In terms of expectation and anticipation, the Internet of Things (IoT) is on the crest of a wave. In
enterprise the IoT is seen as an integral part of the blueprint for developing from the digital business
model of today to the digitisation of the entire value chain, and in the consumer space ‘wearable’
adoption is rising rapidly. However significant advances in edge computing, networks, big data and
analytics are still required for this truly disruptive technology to shape the future; and widespread
implementation is likely to be 5-10 years away.
Such scope ensures that IoT should not be thought of as just a ‘Thing’ in itself; it is a collection of
technologies integrated and presented to provide specific and vastly diverse applications. At this nascent
stage in the lifecycle, focus on securing it can be disproportionately weighted on the end device,
forgetting that it is merely a component of a larger eco-system that is only as strong as its weakest link.

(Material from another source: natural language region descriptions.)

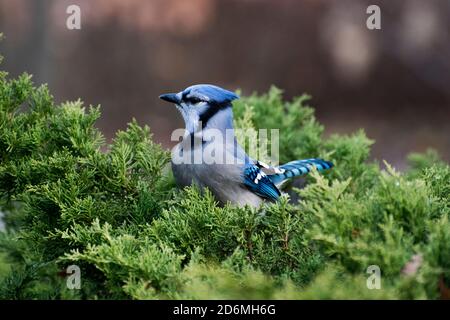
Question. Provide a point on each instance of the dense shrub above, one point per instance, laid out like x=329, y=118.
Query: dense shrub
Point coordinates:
x=112, y=209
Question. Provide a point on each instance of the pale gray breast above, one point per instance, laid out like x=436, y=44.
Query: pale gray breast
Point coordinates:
x=224, y=180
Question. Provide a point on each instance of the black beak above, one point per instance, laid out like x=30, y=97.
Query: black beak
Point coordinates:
x=170, y=97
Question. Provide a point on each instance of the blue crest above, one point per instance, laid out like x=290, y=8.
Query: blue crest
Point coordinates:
x=210, y=93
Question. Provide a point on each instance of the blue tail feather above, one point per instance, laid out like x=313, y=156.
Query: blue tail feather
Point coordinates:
x=299, y=168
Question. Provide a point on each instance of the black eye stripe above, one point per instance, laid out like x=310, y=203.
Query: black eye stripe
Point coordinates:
x=193, y=100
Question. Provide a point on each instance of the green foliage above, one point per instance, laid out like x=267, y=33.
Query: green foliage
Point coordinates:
x=112, y=209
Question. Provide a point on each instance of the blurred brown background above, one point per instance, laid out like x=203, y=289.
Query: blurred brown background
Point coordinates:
x=394, y=82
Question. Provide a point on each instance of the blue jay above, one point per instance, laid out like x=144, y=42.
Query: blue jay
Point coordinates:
x=244, y=181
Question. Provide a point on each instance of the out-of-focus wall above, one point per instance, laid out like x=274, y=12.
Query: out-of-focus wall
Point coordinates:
x=394, y=82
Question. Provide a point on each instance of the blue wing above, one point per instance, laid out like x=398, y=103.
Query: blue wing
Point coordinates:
x=259, y=183
x=298, y=168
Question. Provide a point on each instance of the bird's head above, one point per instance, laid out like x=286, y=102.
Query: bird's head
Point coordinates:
x=203, y=104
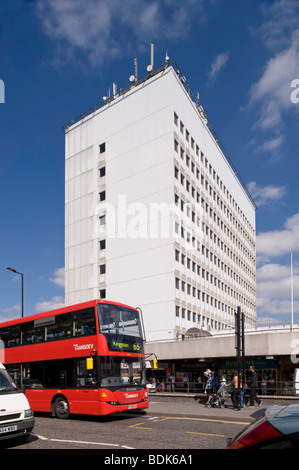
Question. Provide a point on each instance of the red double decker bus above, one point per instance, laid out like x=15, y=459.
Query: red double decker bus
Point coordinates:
x=84, y=359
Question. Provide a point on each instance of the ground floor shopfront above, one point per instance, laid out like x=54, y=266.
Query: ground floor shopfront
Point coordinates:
x=275, y=374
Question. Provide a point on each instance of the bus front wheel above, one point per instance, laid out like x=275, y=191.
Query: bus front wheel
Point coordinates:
x=61, y=408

Aside from the inherent restrictions on security measures due to size and cost of many devices, the
quantity and nature of data to be collected and transmitted, and tackling user behavioural traits also
provide complex challenges.
Methods to subvert these technologies will depend both on the manner in which they mature, and how
security is implemented on often exposed devices. Worryingly, the early indications are that the network,
application and cloud security lessons of the past 20 years have often been forgotten by existing
technology vendors, and not yet learnt by manufacturers pushing into a new market.
While risk exposure from IoT vectors is likely to remain low in the short term for most enterprises, it may
be higher than first thought. Some risks will undoubtedly become more relevant as the IoT ecosystem
matures; fraudulent use of IoT based services, or danger of physical harm through failure or
manipulation. Avoiding distraction from the future or edge cases, the uptick in reflective DDoS attacks
during H2 2014 already indicates one negative consequence of an insecure IoT. The natural extension of
shadow IT combined with confluence of home and office working means IoT devices may already be
permeating corporate networks, and the potential of almost permissionless innovation has the potential
to fundamentally change the way we look at data protection.
The concept of security by design must be given a higher priority in order to avoid security flaws being
compounded as the IoT matures, and adopters should be alert to IoT integration in a less mature, loosely
regulated environment, or risk costs spiralling later. Core principles of data, application, network, systems
and hardware security remain applicable but the complexity is higher and measures must be more careful
not to work against the user. The IoT will be transformational, disruptive technological movement, but
carries a spectrum of risks that affect more than just the IT department.